The prominent long arm bone representing the upper arm is the humerus. It is attached to the scapula, or shoulder blade, at its “ball-shapped” end – which rests in the shallow cup called the glenoid fossa located in the scapula. Its other end meets the radius, as well as the ulna at the elbow – with which it forms a hinge that allows the arm to straighten and bend.

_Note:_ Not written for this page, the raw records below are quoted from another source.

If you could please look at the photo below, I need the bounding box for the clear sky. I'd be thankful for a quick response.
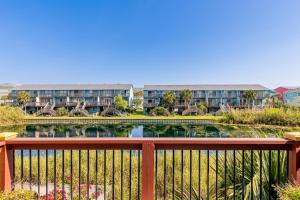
[0,0,300,88]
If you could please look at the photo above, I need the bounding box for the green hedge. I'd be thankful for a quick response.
[223,108,300,126]
[0,106,24,125]
[277,185,300,200]
[0,190,37,200]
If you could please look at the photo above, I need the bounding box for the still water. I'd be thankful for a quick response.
[0,123,284,138]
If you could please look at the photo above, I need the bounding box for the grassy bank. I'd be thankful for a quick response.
[25,114,223,121]
[220,108,300,126]
[0,106,24,126]
[15,150,286,199]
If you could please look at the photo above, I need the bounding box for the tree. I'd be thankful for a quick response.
[56,107,69,116]
[162,91,176,110]
[0,95,9,105]
[243,90,257,108]
[133,90,144,97]
[17,91,31,112]
[133,99,143,107]
[115,95,128,111]
[267,94,283,108]
[197,103,207,113]
[180,89,192,107]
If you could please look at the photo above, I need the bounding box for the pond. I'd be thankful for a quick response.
[0,123,286,138]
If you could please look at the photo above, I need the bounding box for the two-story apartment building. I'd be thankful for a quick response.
[283,88,300,107]
[11,84,133,113]
[144,84,273,113]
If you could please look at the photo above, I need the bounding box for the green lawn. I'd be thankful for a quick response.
[25,111,223,120]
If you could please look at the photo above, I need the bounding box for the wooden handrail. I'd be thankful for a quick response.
[6,138,296,150]
[0,138,300,200]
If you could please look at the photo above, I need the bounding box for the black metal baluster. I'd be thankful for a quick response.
[38,150,41,197]
[121,150,123,200]
[137,150,141,200]
[269,150,272,199]
[86,150,90,199]
[242,150,245,199]
[181,150,184,198]
[53,149,56,200]
[70,150,73,199]
[198,150,201,199]
[21,149,24,189]
[259,150,262,199]
[216,150,219,199]
[190,150,193,200]
[78,150,81,199]
[95,150,98,199]
[155,150,158,200]
[206,150,209,199]
[103,150,106,200]
[46,150,48,199]
[61,150,65,199]
[129,150,132,199]
[12,150,16,189]
[111,150,115,199]
[29,149,32,191]
[277,150,280,184]
[251,150,254,200]
[224,150,227,200]
[233,150,236,199]
[172,149,175,200]
[286,150,290,180]
[164,150,167,200]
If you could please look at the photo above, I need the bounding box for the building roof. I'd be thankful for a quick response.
[144,84,270,90]
[285,87,300,93]
[13,84,132,90]
[0,83,17,90]
[275,86,300,90]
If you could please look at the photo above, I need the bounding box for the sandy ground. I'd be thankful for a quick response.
[15,183,104,200]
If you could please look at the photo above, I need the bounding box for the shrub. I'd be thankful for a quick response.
[277,184,300,200]
[114,95,128,110]
[56,107,69,116]
[223,107,300,126]
[0,106,24,125]
[149,106,170,116]
[0,190,37,200]
[125,107,136,113]
[197,103,207,113]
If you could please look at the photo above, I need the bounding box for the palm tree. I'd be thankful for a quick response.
[17,92,31,112]
[0,95,9,105]
[243,90,257,108]
[210,151,287,200]
[267,94,282,107]
[162,91,176,111]
[180,89,192,107]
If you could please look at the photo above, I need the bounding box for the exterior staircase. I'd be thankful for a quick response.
[70,102,90,116]
[36,103,56,116]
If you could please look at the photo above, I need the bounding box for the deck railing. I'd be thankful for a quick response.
[0,135,300,200]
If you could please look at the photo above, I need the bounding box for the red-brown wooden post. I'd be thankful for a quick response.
[142,142,154,200]
[285,132,300,184]
[0,133,16,192]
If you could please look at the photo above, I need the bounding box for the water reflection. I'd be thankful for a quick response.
[0,123,284,138]
[15,124,229,137]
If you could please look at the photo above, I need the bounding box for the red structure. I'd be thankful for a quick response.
[0,136,300,200]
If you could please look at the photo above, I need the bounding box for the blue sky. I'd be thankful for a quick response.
[0,0,300,88]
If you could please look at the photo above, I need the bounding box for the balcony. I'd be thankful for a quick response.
[0,136,300,200]
[144,103,158,108]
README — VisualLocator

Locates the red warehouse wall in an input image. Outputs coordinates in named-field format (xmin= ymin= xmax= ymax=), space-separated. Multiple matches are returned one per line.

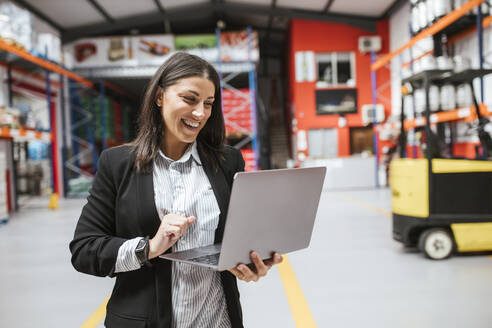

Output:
xmin=286 ymin=19 xmax=391 ymax=156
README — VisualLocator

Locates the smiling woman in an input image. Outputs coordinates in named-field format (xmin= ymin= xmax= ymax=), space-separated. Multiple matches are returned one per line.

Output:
xmin=70 ymin=53 xmax=281 ymax=328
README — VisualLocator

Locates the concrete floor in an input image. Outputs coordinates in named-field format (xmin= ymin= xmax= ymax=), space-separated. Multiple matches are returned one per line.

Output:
xmin=0 ymin=189 xmax=492 ymax=328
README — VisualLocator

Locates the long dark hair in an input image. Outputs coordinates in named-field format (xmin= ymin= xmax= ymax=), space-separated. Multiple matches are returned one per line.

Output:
xmin=131 ymin=52 xmax=225 ymax=172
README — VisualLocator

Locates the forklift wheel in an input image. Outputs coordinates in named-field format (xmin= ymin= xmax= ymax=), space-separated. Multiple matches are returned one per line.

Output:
xmin=418 ymin=228 xmax=454 ymax=260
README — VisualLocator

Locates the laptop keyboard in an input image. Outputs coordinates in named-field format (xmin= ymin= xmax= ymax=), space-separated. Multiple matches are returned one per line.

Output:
xmin=190 ymin=253 xmax=220 ymax=265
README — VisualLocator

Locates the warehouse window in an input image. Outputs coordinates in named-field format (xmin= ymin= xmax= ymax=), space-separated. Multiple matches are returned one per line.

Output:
xmin=316 ymin=52 xmax=355 ymax=87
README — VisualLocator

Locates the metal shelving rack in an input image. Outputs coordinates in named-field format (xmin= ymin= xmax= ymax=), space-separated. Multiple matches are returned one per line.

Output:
xmin=216 ymin=27 xmax=260 ymax=170
xmin=371 ymin=0 xmax=492 ymax=184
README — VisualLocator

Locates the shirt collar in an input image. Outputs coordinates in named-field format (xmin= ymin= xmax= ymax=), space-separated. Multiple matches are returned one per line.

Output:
xmin=159 ymin=142 xmax=202 ymax=166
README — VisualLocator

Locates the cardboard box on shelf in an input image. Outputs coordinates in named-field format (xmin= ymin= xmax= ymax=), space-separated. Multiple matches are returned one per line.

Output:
xmin=36 ymin=33 xmax=62 ymax=63
xmin=0 ymin=1 xmax=33 ymax=51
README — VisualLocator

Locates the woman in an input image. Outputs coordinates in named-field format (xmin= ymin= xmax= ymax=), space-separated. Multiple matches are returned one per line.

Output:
xmin=70 ymin=53 xmax=281 ymax=328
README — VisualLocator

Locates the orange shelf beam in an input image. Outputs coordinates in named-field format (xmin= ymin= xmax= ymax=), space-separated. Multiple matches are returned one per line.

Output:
xmin=371 ymin=0 xmax=484 ymax=71
xmin=0 ymin=61 xmax=61 ymax=88
xmin=401 ymin=50 xmax=434 ymax=67
xmin=0 ymin=40 xmax=94 ymax=88
xmin=378 ymin=104 xmax=492 ymax=131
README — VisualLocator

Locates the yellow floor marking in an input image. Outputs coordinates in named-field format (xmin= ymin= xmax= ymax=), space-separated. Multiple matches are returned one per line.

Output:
xmin=277 ymin=255 xmax=316 ymax=328
xmin=338 ymin=195 xmax=391 ymax=218
xmin=80 ymin=297 xmax=109 ymax=328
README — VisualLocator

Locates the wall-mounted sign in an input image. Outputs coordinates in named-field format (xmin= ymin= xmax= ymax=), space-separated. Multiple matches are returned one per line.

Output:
xmin=65 ymin=35 xmax=174 ymax=68
xmin=316 ymin=89 xmax=357 ymax=115
xmin=64 ymin=31 xmax=260 ymax=68
xmin=174 ymin=34 xmax=219 ymax=62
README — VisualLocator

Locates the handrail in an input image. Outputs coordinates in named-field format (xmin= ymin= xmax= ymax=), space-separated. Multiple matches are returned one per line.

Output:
xmin=371 ymin=0 xmax=485 ymax=71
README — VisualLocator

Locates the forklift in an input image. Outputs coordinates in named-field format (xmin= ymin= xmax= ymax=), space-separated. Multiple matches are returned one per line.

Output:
xmin=390 ymin=69 xmax=492 ymax=260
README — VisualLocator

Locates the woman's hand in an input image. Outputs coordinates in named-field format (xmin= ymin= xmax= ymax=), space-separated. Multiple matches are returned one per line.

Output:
xmin=229 ymin=252 xmax=282 ymax=282
xmin=149 ymin=214 xmax=196 ymax=260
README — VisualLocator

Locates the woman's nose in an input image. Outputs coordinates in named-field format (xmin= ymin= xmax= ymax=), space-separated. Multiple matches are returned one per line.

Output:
xmin=191 ymin=104 xmax=205 ymax=119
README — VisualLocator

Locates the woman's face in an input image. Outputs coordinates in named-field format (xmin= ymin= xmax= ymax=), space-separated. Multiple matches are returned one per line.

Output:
xmin=157 ymin=76 xmax=215 ymax=147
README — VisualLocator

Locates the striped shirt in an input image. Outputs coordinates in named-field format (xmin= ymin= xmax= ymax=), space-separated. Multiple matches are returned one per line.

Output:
xmin=116 ymin=143 xmax=231 ymax=328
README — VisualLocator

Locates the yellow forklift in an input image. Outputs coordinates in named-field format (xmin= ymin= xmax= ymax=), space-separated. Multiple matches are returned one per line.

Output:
xmin=390 ymin=70 xmax=492 ymax=260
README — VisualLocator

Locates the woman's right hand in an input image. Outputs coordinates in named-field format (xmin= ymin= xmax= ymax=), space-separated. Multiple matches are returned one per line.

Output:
xmin=149 ymin=214 xmax=196 ymax=260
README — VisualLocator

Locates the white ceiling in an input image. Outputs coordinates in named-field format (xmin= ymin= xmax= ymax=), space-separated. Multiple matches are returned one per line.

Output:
xmin=95 ymin=0 xmax=157 ymax=19
xmin=330 ymin=0 xmax=393 ymax=16
xmin=24 ymin=0 xmax=395 ymax=29
xmin=26 ymin=0 xmax=106 ymax=28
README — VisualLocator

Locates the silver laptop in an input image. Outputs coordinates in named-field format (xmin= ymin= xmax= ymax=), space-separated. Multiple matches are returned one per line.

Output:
xmin=160 ymin=167 xmax=326 ymax=271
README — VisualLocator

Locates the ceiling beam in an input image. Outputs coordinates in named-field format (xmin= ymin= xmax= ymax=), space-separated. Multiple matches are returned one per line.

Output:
xmin=87 ymin=0 xmax=114 ymax=23
xmin=13 ymin=0 xmax=65 ymax=33
xmin=379 ymin=0 xmax=408 ymax=19
xmin=323 ymin=0 xmax=335 ymax=13
xmin=62 ymin=3 xmax=213 ymax=43
xmin=215 ymin=2 xmax=378 ymax=32
xmin=62 ymin=1 xmax=378 ymax=43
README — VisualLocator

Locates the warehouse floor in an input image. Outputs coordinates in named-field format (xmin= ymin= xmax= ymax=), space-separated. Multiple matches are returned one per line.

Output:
xmin=0 ymin=189 xmax=492 ymax=328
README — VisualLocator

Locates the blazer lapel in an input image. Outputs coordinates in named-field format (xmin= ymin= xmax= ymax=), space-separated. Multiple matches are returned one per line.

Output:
xmin=198 ymin=147 xmax=230 ymax=243
xmin=136 ymin=168 xmax=161 ymax=238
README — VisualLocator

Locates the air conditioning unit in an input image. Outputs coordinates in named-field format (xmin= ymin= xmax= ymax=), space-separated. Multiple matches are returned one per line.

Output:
xmin=359 ymin=36 xmax=381 ymax=53
xmin=362 ymin=104 xmax=385 ymax=125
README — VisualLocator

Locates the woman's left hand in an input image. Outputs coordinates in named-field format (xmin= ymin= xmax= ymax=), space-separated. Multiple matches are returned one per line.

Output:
xmin=229 ymin=252 xmax=282 ymax=282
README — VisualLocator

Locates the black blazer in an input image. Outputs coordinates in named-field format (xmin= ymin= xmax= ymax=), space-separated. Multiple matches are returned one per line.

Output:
xmin=70 ymin=143 xmax=244 ymax=328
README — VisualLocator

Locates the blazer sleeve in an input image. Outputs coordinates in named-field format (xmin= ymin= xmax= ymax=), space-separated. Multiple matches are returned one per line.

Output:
xmin=70 ymin=151 xmax=127 ymax=277
xmin=234 ymin=150 xmax=245 ymax=173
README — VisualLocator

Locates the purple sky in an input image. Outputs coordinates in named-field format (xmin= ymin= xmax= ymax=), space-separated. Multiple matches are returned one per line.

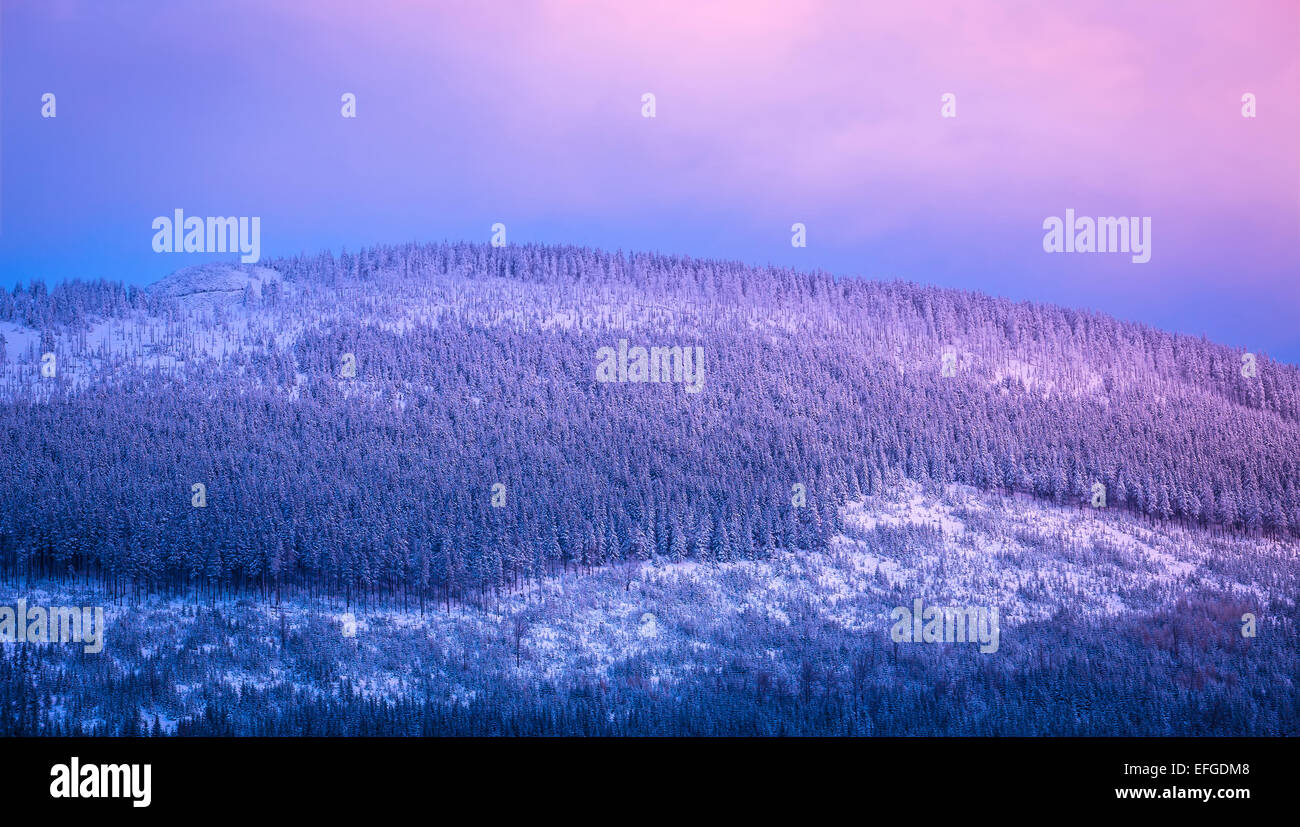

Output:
xmin=0 ymin=0 xmax=1300 ymax=361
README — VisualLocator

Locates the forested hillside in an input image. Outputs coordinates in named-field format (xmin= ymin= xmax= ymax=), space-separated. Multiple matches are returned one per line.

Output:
xmin=0 ymin=244 xmax=1300 ymax=606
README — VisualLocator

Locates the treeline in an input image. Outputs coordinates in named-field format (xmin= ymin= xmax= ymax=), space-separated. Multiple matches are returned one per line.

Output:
xmin=0 ymin=244 xmax=1300 ymax=605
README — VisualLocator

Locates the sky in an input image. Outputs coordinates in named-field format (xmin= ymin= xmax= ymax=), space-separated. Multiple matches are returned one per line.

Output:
xmin=0 ymin=0 xmax=1300 ymax=364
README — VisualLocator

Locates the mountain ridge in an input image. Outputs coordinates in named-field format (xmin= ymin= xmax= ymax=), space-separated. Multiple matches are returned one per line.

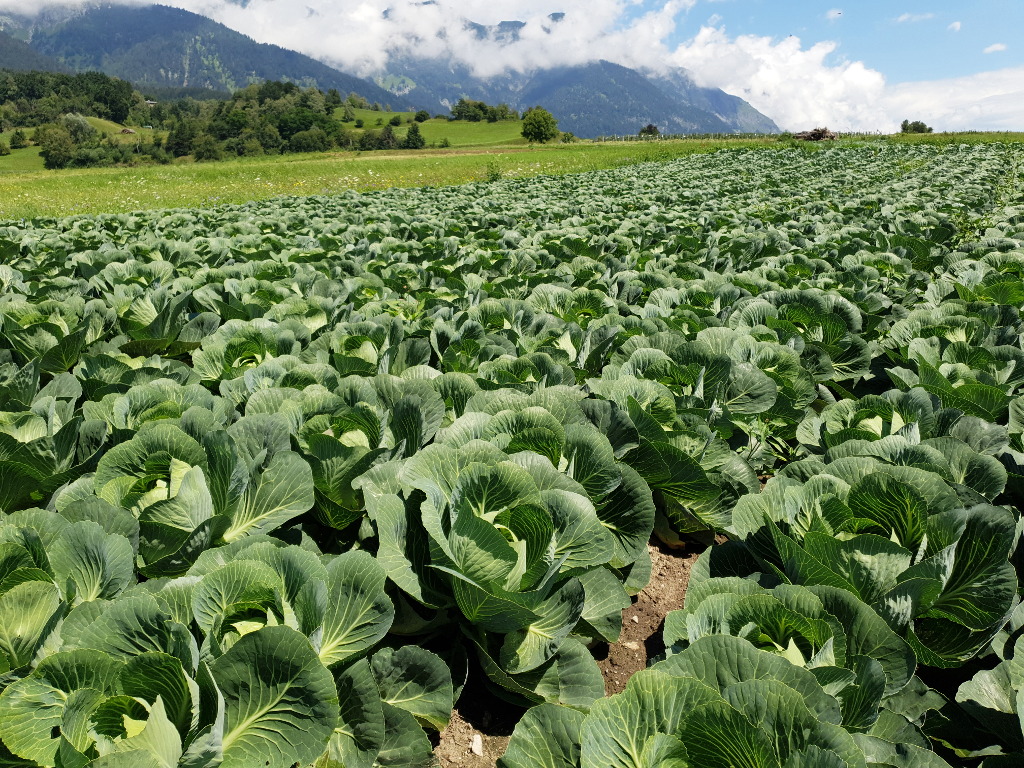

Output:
xmin=0 ymin=3 xmax=779 ymax=138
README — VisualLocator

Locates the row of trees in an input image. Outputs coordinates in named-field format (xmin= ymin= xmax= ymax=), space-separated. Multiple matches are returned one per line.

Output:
xmin=450 ymin=97 xmax=519 ymax=123
xmin=0 ymin=73 xmax=560 ymax=168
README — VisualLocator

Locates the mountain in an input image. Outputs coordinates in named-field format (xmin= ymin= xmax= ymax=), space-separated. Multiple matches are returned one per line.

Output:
xmin=374 ymin=13 xmax=779 ymax=138
xmin=0 ymin=0 xmax=779 ymax=138
xmin=374 ymin=56 xmax=779 ymax=138
xmin=0 ymin=30 xmax=68 ymax=72
xmin=520 ymin=61 xmax=734 ymax=137
xmin=7 ymin=5 xmax=408 ymax=108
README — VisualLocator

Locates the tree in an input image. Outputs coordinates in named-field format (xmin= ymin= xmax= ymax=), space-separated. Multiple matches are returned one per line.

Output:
xmin=377 ymin=123 xmax=398 ymax=150
xmin=522 ymin=106 xmax=558 ymax=144
xmin=899 ymin=120 xmax=932 ymax=133
xmin=288 ymin=126 xmax=331 ymax=152
xmin=452 ymin=98 xmax=489 ymax=123
xmin=39 ymin=128 xmax=78 ymax=170
xmin=166 ymin=118 xmax=199 ymax=158
xmin=401 ymin=123 xmax=427 ymax=150
xmin=193 ymin=133 xmax=221 ymax=162
xmin=60 ymin=115 xmax=98 ymax=144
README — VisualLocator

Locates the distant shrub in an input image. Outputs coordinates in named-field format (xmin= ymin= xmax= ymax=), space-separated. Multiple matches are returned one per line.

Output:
xmin=899 ymin=120 xmax=932 ymax=133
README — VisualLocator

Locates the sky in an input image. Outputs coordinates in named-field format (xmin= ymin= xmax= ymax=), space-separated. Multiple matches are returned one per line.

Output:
xmin=0 ymin=0 xmax=1024 ymax=132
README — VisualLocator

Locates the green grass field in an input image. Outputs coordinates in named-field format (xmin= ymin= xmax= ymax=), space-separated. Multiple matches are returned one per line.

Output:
xmin=0 ymin=126 xmax=1024 ymax=219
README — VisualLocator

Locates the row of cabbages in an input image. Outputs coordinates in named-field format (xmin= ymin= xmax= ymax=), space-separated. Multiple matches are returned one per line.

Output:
xmin=0 ymin=144 xmax=1024 ymax=768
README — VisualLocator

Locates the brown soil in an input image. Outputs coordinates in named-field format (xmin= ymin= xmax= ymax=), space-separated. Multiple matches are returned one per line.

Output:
xmin=434 ymin=709 xmax=512 ymax=768
xmin=595 ymin=542 xmax=703 ymax=696
xmin=434 ymin=540 xmax=705 ymax=768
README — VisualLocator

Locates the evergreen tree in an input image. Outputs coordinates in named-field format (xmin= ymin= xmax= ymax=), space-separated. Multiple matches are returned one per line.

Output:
xmin=193 ymin=133 xmax=222 ymax=162
xmin=40 ymin=128 xmax=78 ymax=170
xmin=377 ymin=123 xmax=398 ymax=150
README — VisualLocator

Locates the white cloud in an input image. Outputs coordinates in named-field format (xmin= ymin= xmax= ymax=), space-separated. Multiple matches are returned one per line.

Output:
xmin=896 ymin=13 xmax=935 ymax=24
xmin=884 ymin=67 xmax=1024 ymax=131
xmin=0 ymin=0 xmax=1024 ymax=131
xmin=670 ymin=27 xmax=891 ymax=130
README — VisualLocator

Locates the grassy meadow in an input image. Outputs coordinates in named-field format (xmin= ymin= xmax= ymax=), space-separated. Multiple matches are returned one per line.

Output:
xmin=0 ymin=134 xmax=779 ymax=219
xmin=335 ymin=110 xmax=526 ymax=146
xmin=0 ymin=110 xmax=1024 ymax=219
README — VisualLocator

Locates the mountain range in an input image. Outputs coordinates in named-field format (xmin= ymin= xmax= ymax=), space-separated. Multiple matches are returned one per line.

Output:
xmin=0 ymin=4 xmax=779 ymax=137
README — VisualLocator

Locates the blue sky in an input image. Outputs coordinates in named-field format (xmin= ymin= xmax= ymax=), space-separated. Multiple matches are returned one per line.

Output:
xmin=6 ymin=0 xmax=1024 ymax=132
xmin=675 ymin=0 xmax=1024 ymax=83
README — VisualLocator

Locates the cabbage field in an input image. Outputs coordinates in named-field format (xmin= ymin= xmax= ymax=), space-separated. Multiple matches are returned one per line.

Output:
xmin=0 ymin=143 xmax=1024 ymax=768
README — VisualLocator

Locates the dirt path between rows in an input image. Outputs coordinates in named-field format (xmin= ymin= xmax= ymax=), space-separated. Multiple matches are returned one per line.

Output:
xmin=434 ymin=543 xmax=703 ymax=768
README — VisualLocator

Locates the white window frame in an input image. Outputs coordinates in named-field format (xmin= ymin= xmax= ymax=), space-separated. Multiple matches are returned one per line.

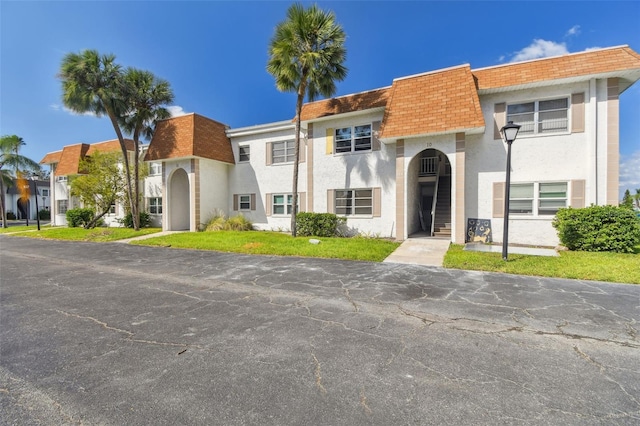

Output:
xmin=333 ymin=123 xmax=373 ymax=154
xmin=238 ymin=194 xmax=251 ymax=211
xmin=149 ymin=161 xmax=162 ymax=176
xmin=334 ymin=188 xmax=373 ymax=217
xmin=271 ymin=193 xmax=300 ymax=216
xmin=147 ymin=197 xmax=162 ymax=215
xmin=238 ymin=145 xmax=251 ymax=163
xmin=506 ymin=96 xmax=571 ymax=137
xmin=271 ymin=140 xmax=296 ymax=164
xmin=509 ymin=181 xmax=569 ymax=218
xmin=56 ymin=200 xmax=69 ymax=214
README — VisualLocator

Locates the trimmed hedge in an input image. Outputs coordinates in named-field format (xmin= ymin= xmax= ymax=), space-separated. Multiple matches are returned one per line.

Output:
xmin=66 ymin=209 xmax=93 ymax=228
xmin=553 ymin=205 xmax=640 ymax=253
xmin=296 ymin=212 xmax=347 ymax=237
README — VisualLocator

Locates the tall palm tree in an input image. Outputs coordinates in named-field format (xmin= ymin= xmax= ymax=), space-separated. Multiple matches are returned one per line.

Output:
xmin=120 ymin=68 xmax=173 ymax=230
xmin=267 ymin=3 xmax=347 ymax=237
xmin=58 ymin=50 xmax=134 ymax=223
xmin=0 ymin=135 xmax=40 ymax=228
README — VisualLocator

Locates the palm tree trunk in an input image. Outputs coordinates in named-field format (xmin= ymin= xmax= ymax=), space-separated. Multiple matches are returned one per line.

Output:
xmin=291 ymin=88 xmax=306 ymax=237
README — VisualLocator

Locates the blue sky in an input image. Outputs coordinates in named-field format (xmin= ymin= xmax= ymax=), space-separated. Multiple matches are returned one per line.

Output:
xmin=0 ymin=0 xmax=640 ymax=196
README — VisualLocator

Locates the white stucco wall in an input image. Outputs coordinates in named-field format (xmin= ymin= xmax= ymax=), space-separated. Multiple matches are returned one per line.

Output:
xmin=313 ymin=111 xmax=396 ymax=237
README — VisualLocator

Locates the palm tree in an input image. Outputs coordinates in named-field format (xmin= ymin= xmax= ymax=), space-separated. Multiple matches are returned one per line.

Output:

The deltoid muscle attaches to the humerus halfway down the bone. The large triceps muscle (Triceps Brachii) is located at the back of the upper arm and attaches to the portion of the ulna called the olecranon. It is part of a single muscle group with three different segments, or heads – the long head (originates on the border of the shoulder blade and responsible for pulling the upper arm from above the head down to the floor), the lateral head (originates on the outside of the humerus) and the medial head (originates on the back of the humerus). The primary function of each is to extend the forearm and straighten the elbow. Each head originates in a different place but comes together at a single tendon that attaches to the back of the ulna at the olecranon process.

This muscle is attached to the bone by the triceps tendon, which inserts into the back of the elbow, and permits the straightening of the elbow when it contracts. The radial nerve travels down the arm and supplies movement to the triceps muscle.

The biceps muscle (Biceps Brachii) is located on the front of the humerus and permits bending of the elbow when it contracts, as well as rotation of the forearm. The tapered ends of the biceps muscle are firmly attached by strong tendons to the periosteum of the skeleton. The upper end of the muscle is attached to the scapula by two tendons and the lower end is attached to the radius of the forearm. The radius is moved upwards as the biceps contracts. The biceps muscle is connected to the bone by the biceps tendon – the proximal biceps tendon at the shoulder joint (scapula) and the distal biceps tendon at the elbow (radius).

Medical conditions most often associated with the upper arm include radial nerve dysfunction as well as inflammation and rupture of the triceps and biceps tendons – particularly among athletes.